Au bord du fleuve Guadalupe, Javier Torres fouille inlassablement la terre desséchée, les mains couvertes de poussière. Quelques jours plus tôt, ces berges étaient le théâtre de violentes inondations qui ont balayé tout sur leur passage. Les pluies torrentielles, tombées sur des sols déjà saturés, ont provoqué une montée des eaux fulgurante, emportant maisons, routes et vies humaines. Le bilan est lourd : plus de cent morts et des dizaines de disparus, dont Alicia Olvera, la grand-mère de Javier.

Cette femme de 68 ans vivait depuis vingt ans à Hunt, près du Guadalupe, avec son époux José. Le matin du 4 juillet, alors que les premières gouttes commençaient à tomber, elle se trouvait chez elle. Rapidement, les appels de sa famille sont restés sans réponse. Lorsqu’ils ont pu enfin atteindre les lieux, le paysage était méconnaissable : la maison en partie ensevelie, la piscine transformée en marécage, et partout, une épaisse couche de boue.
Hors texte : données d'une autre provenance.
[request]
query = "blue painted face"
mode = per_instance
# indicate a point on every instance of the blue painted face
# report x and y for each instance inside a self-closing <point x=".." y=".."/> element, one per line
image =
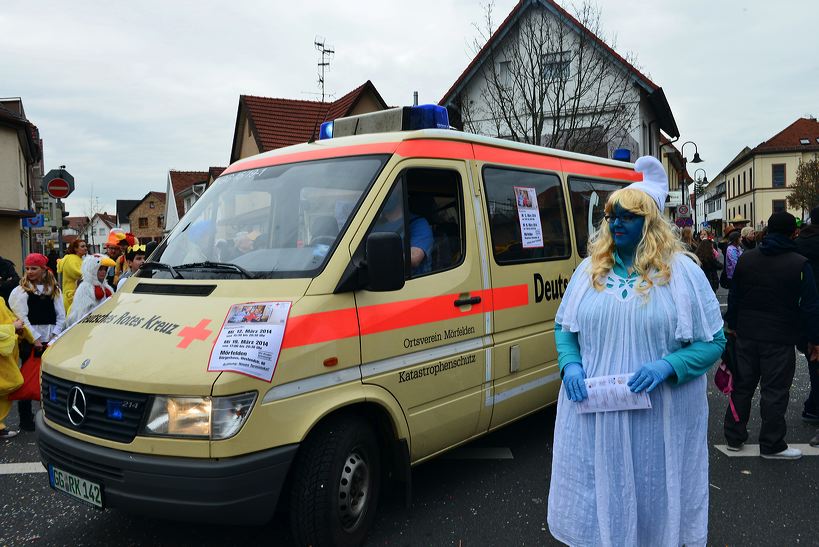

C’est là qu’ils ont retrouvé José, sans vie, près d’un véhicule renversé. Deux autres corps gisaient non loin, probablement emportés par le courant. Mais d’Alicia, aucune trace. Depuis, ses proches, aidés par des bénévoles et des chiens renifleurs, parcourent inlassablement les alentours, retournant chaque pierre, scrutant chaque recoin. Angélica, sa fille, garde malgré tout une lueur d’espoir. « Nous avons besoin d’aide, nous voulons juste la retrouver, vivante ou… », murmure-t-elle, les larmes aux yeux.

Non loin de là, le camp de vacances Mystic, où séjournaient des centaines d’enfants, porte encore les stigmates de la catastrophe. Les affaires abandonnées, les cabanes dévastées, tout rappelle la violence des éléments. Les secours continuent leurs recherches, mais chaque heure qui passe rend l’espoir plus ténu.

Pour la famille d’Alicia, ces journées sont un mélange de douleur et de détermination. Ils se souviennent de ses plats mijotés, de son rire chaleureux, de ces moments simples qui font la richesse d’une vie. « Je prie pour un miracle », confie Angélica. Dans cette région meurtrie, où la nature a montré sa force destructrice, c’est peut-être le seul réconfort qui reste.